Flip through an issue of High Times, and you’ll find full-page ads for dabbing tools and “the purest butane on earth.”
Maybe you’re just curious, or maybe you’re seeking the ultimate extreme high—but whether dabs are for you depends on a variety of factors.
Dabs are servings of BHO or PHO: butane hash oil or propane hash oil.
By grinding up cannabis buds, or sugar leaf trim, and then using butane or propane as a solvent, the THC is stripped from the plant matter, resulting in a thick liquid known as hash oil.
You can further manipulate the oil into a solid—AKA shatter, wax, honeycomb, sap, and so on—by removing the remaining gases through decarboxylation and other unpronounceable processes.
The end result is a highly intensified form of THC, up to 90 percent, known as a divisive category of cannabis products called “concentrates.”
It’s not the same as frozen orange juice concentrate.
The pro-dab/anti-dab debate begins with how it’s made. You’ve seen news stories of house fires started by someone who was sloppy, using a highly flammable gas under extreme pressure while indoors.
To quote Frankenstein’s monster, “Fire bad!”—especially when it’s the apartment next to yours that goes up in flames.

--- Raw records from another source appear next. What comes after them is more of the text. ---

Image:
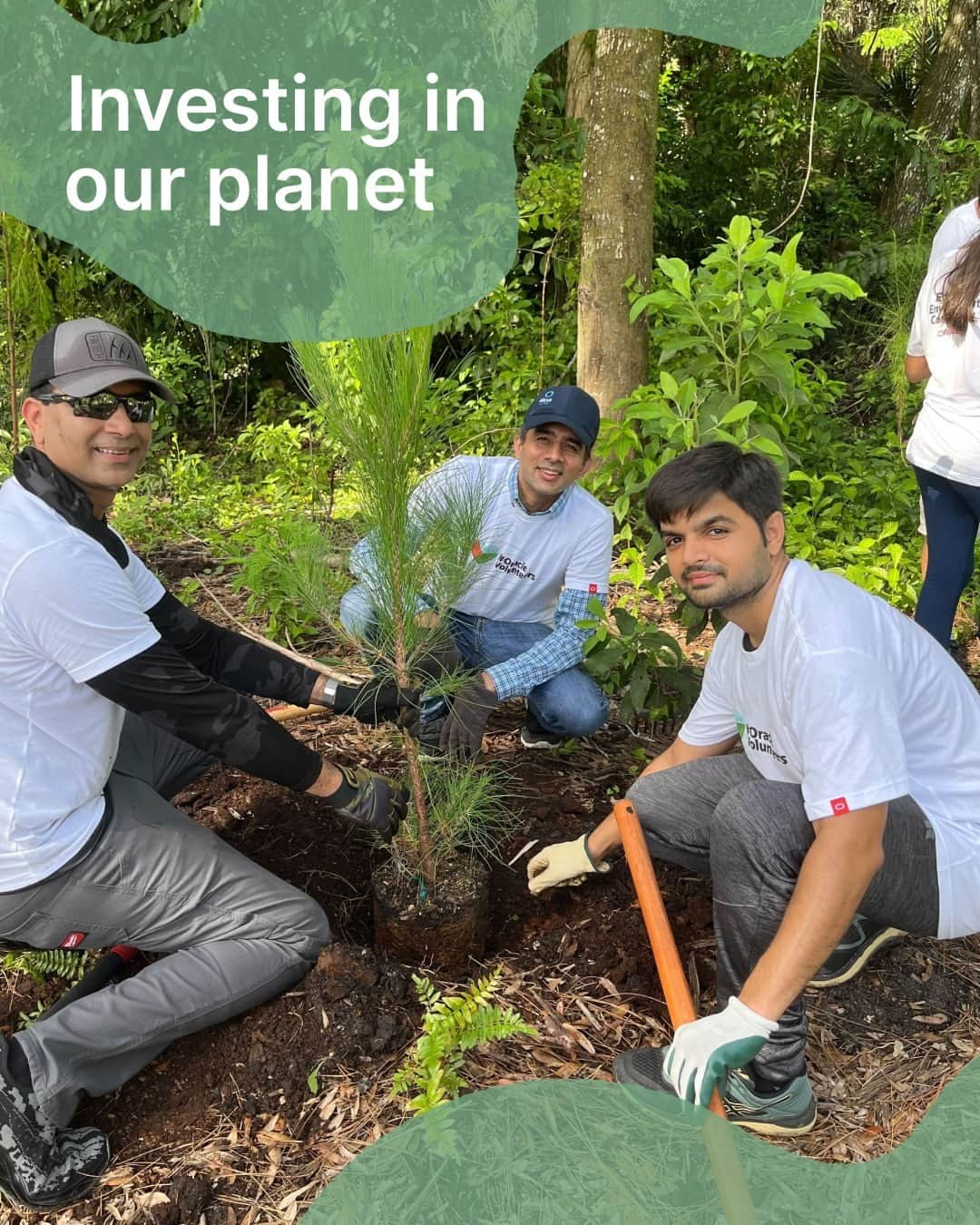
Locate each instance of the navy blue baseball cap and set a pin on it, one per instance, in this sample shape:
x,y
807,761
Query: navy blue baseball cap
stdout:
x,y
567,406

Safe processing can eliminate this problem, but perhaps a larger concern for some is that butane or propane is used to make dabs.
No one wants to inhale nasty gases while smoking cannabis, right?

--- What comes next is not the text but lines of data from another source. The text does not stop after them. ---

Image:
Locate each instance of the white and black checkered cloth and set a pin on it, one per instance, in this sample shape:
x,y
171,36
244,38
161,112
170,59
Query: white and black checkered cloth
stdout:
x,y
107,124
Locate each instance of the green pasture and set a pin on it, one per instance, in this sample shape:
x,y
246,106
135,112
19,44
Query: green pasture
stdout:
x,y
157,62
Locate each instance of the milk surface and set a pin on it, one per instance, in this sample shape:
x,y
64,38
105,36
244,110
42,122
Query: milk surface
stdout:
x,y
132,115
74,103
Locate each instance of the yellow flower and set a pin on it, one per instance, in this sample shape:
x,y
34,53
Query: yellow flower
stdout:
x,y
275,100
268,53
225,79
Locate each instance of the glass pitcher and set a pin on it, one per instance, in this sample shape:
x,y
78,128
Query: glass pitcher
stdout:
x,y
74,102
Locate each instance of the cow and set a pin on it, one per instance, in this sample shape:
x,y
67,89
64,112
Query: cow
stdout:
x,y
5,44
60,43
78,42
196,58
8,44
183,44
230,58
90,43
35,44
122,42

Well, unless you’ve been using a magnifying glass to harness the sun’s rays to light your bong, joint, or pipe—and no, you haven’t been doing that—butane is what powers your Bic, Einstein.
The butane used by quality “processors” (the preferred term) is far cleaner than standard cigarette-lighter butane, and the methods used to remove any lingering gas can result in a lab-tested concentrate with no detectable trace of the solvent.
The other thing to consider is the way in which dabs are consumed.
While there are concentrate pens that use a simple incandescent light bulb-style heated filament coil, dedicated dabbers use a “rig”—a modified water pipe with a “nail” of titanium or glass that is heated to a red-hot temperature by using a blowtorch.
(Cue the crack comparisons, and the fact that blowtorches in stoned hands can result in burns that eliminate fingerprints, or entire fingers.)
So why would anyone do this? Because dabs are potent as hell: It’s a rush of THC that can be extremely helpful to those with hardcore pain-management issues.
Instead of smoking several joints or bowls, you can take a single inhale and be pain-free for hours.
But for recreational use, the effects can be overwhelming. I tend to avoid dabs, but recently took one that made the skin beneath my eyes sweat.
In other words, dabbing isn’t for everyone. But we’re lucky to live in a world where the option exists.